Si è svolta il 15 agosto al Teatro dei Rinnovati la cerimonia del Premio Mangia 2011. A consegnare i prestigiosi riconoscimenti il sindaco Franco Ceccuzzi come Presidente del Concistoro del Mangia. <<Un momento questo - ha aperto Ceccuzzi - in cui sento forte l’orgoglio, l’emozione e la responsabilità di una comunità speciale come la nostra; che non ha eguali al mondo. Con il Mangia a Sara Ferri e le medaglie d’oro a Fabio Bruttini, Giancarlo Guideri e Ruggero Lolini, idealmente la città celebra tutti coloro che, ogni giorno, con il proprio lavoro e la propria professionalità esaltano il nome di Siena in Italia e nel mondo>>.

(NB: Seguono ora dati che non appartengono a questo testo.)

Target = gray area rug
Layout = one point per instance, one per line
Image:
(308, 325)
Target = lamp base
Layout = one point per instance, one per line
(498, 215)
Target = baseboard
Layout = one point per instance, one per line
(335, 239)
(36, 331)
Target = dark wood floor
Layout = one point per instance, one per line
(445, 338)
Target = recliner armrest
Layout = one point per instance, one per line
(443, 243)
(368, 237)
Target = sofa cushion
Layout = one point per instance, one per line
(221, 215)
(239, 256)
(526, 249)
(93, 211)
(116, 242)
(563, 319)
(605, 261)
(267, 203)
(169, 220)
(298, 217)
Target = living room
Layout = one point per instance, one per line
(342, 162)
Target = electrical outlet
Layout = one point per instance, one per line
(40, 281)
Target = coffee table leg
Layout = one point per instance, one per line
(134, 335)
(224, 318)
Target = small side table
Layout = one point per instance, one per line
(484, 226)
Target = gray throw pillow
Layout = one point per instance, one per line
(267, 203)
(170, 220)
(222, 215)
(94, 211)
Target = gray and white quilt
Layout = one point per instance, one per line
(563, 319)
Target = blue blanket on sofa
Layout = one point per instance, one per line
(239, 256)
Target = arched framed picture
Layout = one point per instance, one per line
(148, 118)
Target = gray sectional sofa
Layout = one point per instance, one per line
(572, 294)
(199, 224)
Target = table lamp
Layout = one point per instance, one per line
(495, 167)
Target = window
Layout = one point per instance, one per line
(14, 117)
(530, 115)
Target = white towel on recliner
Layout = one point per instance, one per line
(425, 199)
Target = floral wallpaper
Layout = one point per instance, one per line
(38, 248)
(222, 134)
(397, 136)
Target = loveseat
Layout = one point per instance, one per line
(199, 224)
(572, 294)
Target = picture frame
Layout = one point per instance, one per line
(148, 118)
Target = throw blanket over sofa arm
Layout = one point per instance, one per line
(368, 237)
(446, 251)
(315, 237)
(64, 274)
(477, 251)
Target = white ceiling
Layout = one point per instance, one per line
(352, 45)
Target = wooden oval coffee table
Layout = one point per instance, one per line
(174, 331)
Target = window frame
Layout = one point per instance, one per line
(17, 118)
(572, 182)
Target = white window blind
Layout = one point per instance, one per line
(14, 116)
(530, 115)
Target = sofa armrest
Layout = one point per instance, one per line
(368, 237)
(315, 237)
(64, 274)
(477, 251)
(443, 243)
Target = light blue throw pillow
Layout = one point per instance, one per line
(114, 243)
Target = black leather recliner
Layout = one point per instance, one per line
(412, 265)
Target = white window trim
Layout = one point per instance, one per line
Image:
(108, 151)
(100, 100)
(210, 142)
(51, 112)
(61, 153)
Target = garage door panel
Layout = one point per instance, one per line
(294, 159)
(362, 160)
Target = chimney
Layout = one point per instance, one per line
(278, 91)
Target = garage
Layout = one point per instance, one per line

Il Sindaco nell’evidenziare come questo “Oscar senese” sia vissuto, anche, con senso di appartenenza alla città, ha citato Giorgio La Pira che “considerava le città vive e con un’anima”, riaffermando il sentimento di riconoscenza nei confronti di chi dimostra di amare Siena con amore vero, disinteressato e gratuito. E, per questo, il ricordo di Ceccuzzi per la baronessa Margherita Sergardi Biringucci, Mangia d’oro nel 1990, scomparsa alcuni giorni fa, dopo <<una vita dedicata al teatro e all’arte, formando generazioni di giovani senesi nel Piccolo Teatro di Siena di cui fu la creatrice e l’anima>>. Vite e professionalità, che la città ogni anno riconosce per il contributo, non solo alla collettività di appartenenza, ma alla società tutta, rappresentando <<un messaggio per i nostri giovani>>.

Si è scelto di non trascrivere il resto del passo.